Wealthy Nations Overstating Climate Aid, Report Finds

Displaced people in Somalia, which has been hard hit by drought.

Displaced people in Somalia, which has been hard hit by drought. Ismail Taxta / ICRC

Wealthy nations are reportedly on track to mobilize $100 billion in climate finance for developing countries this year, but official figures obscure how much donor money is actually going toward climate projects, a report finds.

Rich countries have committed to directing $100 billion yearly to help poorer countries wean off fossil fuels and prepare for more extreme weather, a target that they are expected to hit for the first time in 2023. Thus far, however, more than half of all climate finance has taken the form of loans, rather than grants, according to a new Oxfam analysis. Wealthy countries have touted the full amount of their loans — money that must be paid back — rather than the much smaller amount of their loan subsidies.

Where rich countries have provided grants for climate change, that money has often come from existing aid funds. Oxfam found that donor countries have repurposed up to a third of their overseas aid rather than putting forward new money to help poorer nations cope with warming. And in many cases, funds have gone to projects that have little to do with slowing climate change or preparing for its effects.

In 2020, wealthy nations mobilized $83.3 billion in climate finance. But when accounting only for new donor money directed specifically at climate change, those countries put forward at most $24.5 billion, Oxfam found. Of this, $11.5 billion at most went to projects that would help poorer nations guard against worsening climate disasters.
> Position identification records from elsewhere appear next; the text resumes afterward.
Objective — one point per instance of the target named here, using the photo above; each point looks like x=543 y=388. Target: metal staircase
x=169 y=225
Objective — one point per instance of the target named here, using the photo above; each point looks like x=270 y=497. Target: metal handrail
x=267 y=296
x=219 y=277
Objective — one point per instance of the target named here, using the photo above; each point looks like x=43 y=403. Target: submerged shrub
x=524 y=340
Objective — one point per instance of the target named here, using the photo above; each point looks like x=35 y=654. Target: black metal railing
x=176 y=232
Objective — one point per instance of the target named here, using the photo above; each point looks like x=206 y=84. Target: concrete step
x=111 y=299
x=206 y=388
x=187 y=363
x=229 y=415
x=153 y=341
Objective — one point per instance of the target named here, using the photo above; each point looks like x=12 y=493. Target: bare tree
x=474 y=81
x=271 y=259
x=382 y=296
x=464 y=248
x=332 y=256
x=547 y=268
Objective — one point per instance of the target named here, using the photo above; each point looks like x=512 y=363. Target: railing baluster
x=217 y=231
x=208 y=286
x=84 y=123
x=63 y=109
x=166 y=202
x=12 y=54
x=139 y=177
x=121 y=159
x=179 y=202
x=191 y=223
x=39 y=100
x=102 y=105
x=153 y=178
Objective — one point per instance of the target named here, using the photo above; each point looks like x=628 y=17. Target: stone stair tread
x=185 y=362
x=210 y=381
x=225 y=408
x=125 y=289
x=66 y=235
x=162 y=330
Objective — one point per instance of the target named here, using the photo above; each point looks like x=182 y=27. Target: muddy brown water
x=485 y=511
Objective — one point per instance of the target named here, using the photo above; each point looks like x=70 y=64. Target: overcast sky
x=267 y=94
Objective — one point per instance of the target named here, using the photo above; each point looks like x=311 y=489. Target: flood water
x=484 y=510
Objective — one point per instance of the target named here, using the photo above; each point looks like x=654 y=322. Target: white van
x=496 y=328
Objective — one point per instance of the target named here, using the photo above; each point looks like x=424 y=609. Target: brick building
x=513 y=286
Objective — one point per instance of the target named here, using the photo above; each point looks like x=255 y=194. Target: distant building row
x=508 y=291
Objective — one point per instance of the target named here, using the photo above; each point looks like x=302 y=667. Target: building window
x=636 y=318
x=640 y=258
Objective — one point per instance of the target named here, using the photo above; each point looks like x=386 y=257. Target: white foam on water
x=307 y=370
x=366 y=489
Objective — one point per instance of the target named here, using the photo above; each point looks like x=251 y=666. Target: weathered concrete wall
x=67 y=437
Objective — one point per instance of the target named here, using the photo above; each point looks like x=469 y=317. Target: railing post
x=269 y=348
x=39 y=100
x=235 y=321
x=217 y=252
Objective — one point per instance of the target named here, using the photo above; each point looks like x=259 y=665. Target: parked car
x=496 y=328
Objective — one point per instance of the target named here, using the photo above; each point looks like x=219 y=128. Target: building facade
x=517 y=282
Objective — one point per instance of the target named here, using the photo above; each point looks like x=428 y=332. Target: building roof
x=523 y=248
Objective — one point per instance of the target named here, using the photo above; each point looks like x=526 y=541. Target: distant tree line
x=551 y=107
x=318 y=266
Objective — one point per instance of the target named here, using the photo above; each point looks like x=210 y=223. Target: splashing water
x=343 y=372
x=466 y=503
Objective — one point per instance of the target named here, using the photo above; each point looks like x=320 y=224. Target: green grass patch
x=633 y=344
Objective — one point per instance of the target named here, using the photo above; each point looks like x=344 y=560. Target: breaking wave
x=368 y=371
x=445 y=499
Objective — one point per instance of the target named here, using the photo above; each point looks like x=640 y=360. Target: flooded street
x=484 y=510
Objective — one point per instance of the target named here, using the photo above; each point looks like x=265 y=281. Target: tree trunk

“Don’t be fooled into thinking $11.5 billion is anywhere near enough for low- and middle-income countries to help their people cope with more and bigger floods, hurricanes, firestorms, droughts, and other terrible harms brought about by climate change,” Nafkote Dabi, Oxfam International’s climate policy lead, said in a statement. “People in the U.S. spend four times more than that each year feeding their cats and dogs.”